Status update (June 30th)

Below is the status update fro June 30th.

As planned I spent the last week testing the wrapped objects on Delphi (specifically version 3) and fixing any bugs found during this process. I am happy to say that the wrapped objects work really well. After importing the type library to Delphi it is possible to call global functions, manipulate global variables (using generated ‘getter’ and ‘setter’ functions) and also it is possible to create objects and call their member functions. Class factories work as expected and I have also added a simple implementation of DllRegisterServer (DllUnregisterServer will follow later). I have added the option (turned on by default) to generate a .DEF file for the wrapped module – it is rather simple (it just lists the 4 Dll* exports), but it might be helpful for users not too familiar with Win32. There are still many rough edges that I will be ironing out, but I prefer to have something working as early as possible.
I have made sure (and I will try to keep it this way) that the wrappers build and run correctly using both MSVC (2008 ) and MinGW (5.1.3, with GCC 3.4.5) and that if the wrapped module uses plain C then the wrapper compiles in plain C mode too.
There are still some things that I will need to sort out before I move on to the implementation of IDispach, namely constants, enums, opaque pointers and most importantly constructors. I hope to be done with at least some of them before the end of the week.

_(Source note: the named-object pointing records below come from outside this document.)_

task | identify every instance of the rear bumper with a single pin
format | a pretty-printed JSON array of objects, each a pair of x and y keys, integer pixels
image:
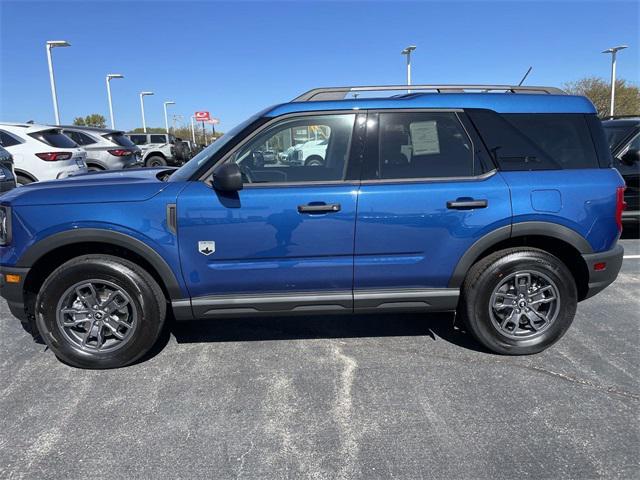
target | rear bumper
[
  {"x": 13, "y": 293},
  {"x": 601, "y": 279},
  {"x": 631, "y": 216}
]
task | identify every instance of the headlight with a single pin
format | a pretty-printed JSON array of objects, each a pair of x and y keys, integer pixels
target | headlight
[{"x": 5, "y": 225}]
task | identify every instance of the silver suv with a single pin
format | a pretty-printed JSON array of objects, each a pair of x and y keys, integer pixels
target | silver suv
[
  {"x": 158, "y": 149},
  {"x": 106, "y": 149}
]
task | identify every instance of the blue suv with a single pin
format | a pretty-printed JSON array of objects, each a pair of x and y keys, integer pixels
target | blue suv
[{"x": 497, "y": 202}]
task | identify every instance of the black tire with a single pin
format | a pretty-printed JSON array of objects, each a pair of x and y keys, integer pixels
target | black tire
[
  {"x": 147, "y": 304},
  {"x": 477, "y": 301},
  {"x": 23, "y": 180},
  {"x": 156, "y": 161},
  {"x": 314, "y": 161}
]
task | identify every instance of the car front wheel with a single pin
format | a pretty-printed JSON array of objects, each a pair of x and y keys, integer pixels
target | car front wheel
[
  {"x": 518, "y": 301},
  {"x": 100, "y": 311}
]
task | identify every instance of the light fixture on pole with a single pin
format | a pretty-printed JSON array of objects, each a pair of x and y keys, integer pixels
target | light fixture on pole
[
  {"x": 613, "y": 51},
  {"x": 166, "y": 120},
  {"x": 144, "y": 123},
  {"x": 407, "y": 51},
  {"x": 109, "y": 78},
  {"x": 53, "y": 44}
]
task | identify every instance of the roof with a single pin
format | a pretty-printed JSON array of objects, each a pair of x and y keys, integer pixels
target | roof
[
  {"x": 498, "y": 102},
  {"x": 88, "y": 129}
]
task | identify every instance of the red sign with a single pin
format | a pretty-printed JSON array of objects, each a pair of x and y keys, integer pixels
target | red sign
[{"x": 203, "y": 116}]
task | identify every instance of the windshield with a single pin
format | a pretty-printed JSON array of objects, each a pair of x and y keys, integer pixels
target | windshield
[
  {"x": 616, "y": 134},
  {"x": 185, "y": 172}
]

Below is a list of steps to generate and compile a wrapper if you would like to see the COM module in action. I assume that the wrapped module is contained in file simple.cpp and there is a corresponding header file simple.h.

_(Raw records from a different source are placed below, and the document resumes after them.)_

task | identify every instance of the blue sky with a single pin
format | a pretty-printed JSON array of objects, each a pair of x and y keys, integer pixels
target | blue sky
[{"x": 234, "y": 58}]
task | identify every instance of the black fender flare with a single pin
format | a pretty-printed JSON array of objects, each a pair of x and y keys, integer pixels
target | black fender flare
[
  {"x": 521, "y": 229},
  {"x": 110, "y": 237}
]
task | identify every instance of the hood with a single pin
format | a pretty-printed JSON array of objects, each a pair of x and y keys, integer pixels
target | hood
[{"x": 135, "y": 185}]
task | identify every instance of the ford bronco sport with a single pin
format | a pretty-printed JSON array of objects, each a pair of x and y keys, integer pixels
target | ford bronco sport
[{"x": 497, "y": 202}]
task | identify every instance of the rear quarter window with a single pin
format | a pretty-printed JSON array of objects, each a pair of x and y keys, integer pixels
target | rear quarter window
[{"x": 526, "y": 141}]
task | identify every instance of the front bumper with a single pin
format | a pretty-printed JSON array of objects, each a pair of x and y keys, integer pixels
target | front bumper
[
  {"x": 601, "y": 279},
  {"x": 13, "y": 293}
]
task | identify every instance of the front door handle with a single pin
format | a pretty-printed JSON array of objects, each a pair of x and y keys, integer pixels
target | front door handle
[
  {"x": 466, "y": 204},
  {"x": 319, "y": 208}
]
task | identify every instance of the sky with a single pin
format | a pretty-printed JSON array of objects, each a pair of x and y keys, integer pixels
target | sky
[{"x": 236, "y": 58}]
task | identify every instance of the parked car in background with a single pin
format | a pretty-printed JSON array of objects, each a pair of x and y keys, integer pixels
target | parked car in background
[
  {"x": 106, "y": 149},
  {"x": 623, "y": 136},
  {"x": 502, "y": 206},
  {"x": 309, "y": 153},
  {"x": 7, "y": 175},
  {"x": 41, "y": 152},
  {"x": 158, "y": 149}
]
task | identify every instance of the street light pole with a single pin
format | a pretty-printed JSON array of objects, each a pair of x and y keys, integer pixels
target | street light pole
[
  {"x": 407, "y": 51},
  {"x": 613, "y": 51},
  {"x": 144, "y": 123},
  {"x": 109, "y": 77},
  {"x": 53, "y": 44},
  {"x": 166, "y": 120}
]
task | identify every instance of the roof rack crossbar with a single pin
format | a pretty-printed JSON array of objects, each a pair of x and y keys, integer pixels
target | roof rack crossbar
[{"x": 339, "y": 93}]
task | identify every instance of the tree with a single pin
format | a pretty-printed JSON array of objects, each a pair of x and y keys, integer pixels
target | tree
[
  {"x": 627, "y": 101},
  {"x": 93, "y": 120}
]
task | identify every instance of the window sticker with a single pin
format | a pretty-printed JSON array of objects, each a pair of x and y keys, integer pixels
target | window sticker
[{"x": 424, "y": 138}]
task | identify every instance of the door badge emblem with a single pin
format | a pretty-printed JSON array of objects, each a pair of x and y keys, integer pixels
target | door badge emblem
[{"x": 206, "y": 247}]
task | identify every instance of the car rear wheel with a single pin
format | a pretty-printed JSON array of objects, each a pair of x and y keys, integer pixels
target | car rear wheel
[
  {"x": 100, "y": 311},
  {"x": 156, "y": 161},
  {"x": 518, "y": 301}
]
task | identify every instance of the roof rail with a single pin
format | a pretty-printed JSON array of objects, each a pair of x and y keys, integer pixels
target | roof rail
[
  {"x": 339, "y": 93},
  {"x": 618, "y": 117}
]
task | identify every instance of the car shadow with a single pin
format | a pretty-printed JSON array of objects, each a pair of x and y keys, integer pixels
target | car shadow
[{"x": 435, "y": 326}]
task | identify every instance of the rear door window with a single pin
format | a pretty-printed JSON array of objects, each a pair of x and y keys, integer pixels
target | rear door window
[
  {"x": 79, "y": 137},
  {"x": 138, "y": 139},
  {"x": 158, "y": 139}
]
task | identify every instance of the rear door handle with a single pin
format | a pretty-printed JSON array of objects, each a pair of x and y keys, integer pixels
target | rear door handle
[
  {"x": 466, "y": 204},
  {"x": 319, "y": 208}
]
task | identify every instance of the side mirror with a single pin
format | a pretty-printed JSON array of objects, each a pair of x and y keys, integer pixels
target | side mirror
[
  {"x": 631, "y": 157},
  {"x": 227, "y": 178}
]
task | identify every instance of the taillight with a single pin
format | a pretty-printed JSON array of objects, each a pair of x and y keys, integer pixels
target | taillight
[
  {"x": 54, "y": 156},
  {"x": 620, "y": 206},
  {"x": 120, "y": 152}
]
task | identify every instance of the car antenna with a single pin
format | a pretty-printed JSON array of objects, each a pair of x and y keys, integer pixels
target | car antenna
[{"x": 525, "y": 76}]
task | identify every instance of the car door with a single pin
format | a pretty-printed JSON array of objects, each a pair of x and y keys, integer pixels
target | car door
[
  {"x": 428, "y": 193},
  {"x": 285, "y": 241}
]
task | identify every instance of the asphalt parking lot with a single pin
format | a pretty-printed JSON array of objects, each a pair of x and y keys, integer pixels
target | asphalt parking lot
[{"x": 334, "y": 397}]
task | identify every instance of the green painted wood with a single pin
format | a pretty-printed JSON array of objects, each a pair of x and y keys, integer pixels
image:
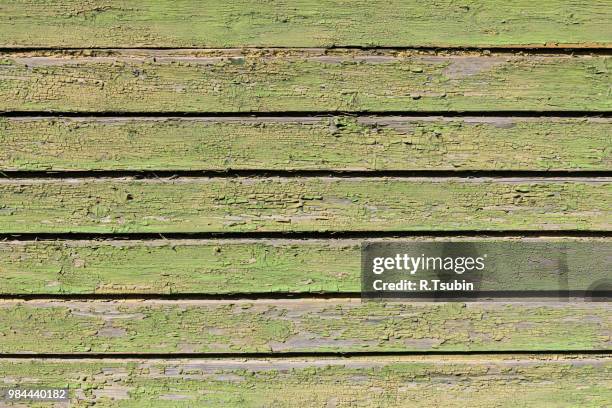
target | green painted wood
[
  {"x": 262, "y": 265},
  {"x": 303, "y": 23},
  {"x": 300, "y": 80},
  {"x": 300, "y": 325},
  {"x": 399, "y": 381},
  {"x": 303, "y": 204},
  {"x": 307, "y": 143}
]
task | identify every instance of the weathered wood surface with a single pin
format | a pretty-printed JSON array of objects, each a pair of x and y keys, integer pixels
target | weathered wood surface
[
  {"x": 300, "y": 80},
  {"x": 398, "y": 381},
  {"x": 252, "y": 266},
  {"x": 303, "y": 23},
  {"x": 307, "y": 143},
  {"x": 303, "y": 204},
  {"x": 299, "y": 325}
]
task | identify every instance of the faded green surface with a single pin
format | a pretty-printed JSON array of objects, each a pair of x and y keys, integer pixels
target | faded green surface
[
  {"x": 308, "y": 143},
  {"x": 301, "y": 325},
  {"x": 303, "y": 204},
  {"x": 303, "y": 23},
  {"x": 300, "y": 80},
  {"x": 266, "y": 266},
  {"x": 478, "y": 381}
]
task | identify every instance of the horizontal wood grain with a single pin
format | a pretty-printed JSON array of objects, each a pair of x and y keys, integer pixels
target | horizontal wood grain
[
  {"x": 267, "y": 266},
  {"x": 399, "y": 381},
  {"x": 306, "y": 80},
  {"x": 217, "y": 23},
  {"x": 306, "y": 143},
  {"x": 303, "y": 204},
  {"x": 299, "y": 325}
]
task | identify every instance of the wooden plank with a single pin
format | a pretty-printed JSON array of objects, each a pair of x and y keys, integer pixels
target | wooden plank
[
  {"x": 258, "y": 266},
  {"x": 299, "y": 325},
  {"x": 399, "y": 381},
  {"x": 300, "y": 80},
  {"x": 306, "y": 143},
  {"x": 305, "y": 23},
  {"x": 303, "y": 204}
]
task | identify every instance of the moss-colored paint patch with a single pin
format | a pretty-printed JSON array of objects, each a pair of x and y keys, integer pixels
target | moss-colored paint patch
[
  {"x": 265, "y": 265},
  {"x": 301, "y": 80},
  {"x": 303, "y": 23},
  {"x": 240, "y": 326},
  {"x": 309, "y": 143},
  {"x": 399, "y": 381},
  {"x": 302, "y": 204}
]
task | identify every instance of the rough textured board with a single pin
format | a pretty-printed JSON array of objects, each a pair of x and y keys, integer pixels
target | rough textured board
[
  {"x": 478, "y": 381},
  {"x": 300, "y": 80},
  {"x": 256, "y": 266},
  {"x": 302, "y": 23},
  {"x": 301, "y": 325},
  {"x": 303, "y": 204},
  {"x": 307, "y": 143}
]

1. Create a SWIG interface description file simple.i, containing something like this:

%module simple
%{
#include "simple.h"
%}
%include "simple.h"

2. Run the following command:

swig -c++ -com simple.i

The -c++ flag can be omitted if no C++ is used in the header file. The process should generate 3 files: simple_wrap.cxx (or simple_wrap.c), simple.idl and simple.def.
3. Compile simple.idl using midl (WINE’s widl also works well, but likes to overwrite simple.h in the process;)):

midl simple.idl

This results in the creation of simple.tlb
4. Build the server DLL. In MSVC this is done with this command:

cl /LD simple.cpp simple_wrap.cxx simple.def ole32.lib uuid.lib advapi32.lib

In MinGW you can use the following command:

dllwrap --driver-name g++ -o simple.dll simple.cpp simple_wrap.cxx  -luuid -lole32 -ladvapi32 --def simple.def

In case of a plain C file the option ‘–driver-name g++’ can be omitted.
5. Register the DLL:

regsvr32 simple.dll

Currently this assumes that the type library is a separate file (in this case simple.tlb) and that it resides in the same directory as the dll.

After these steps the wrapper is ready to use. In Delphi it can be imported into a project by selecting ‘Project->Import type library’. I haven’t had a chance to test with VB (or any other language that does not require IDispatch) but I will do it as soon as I finish the work on constants/enums/constructors.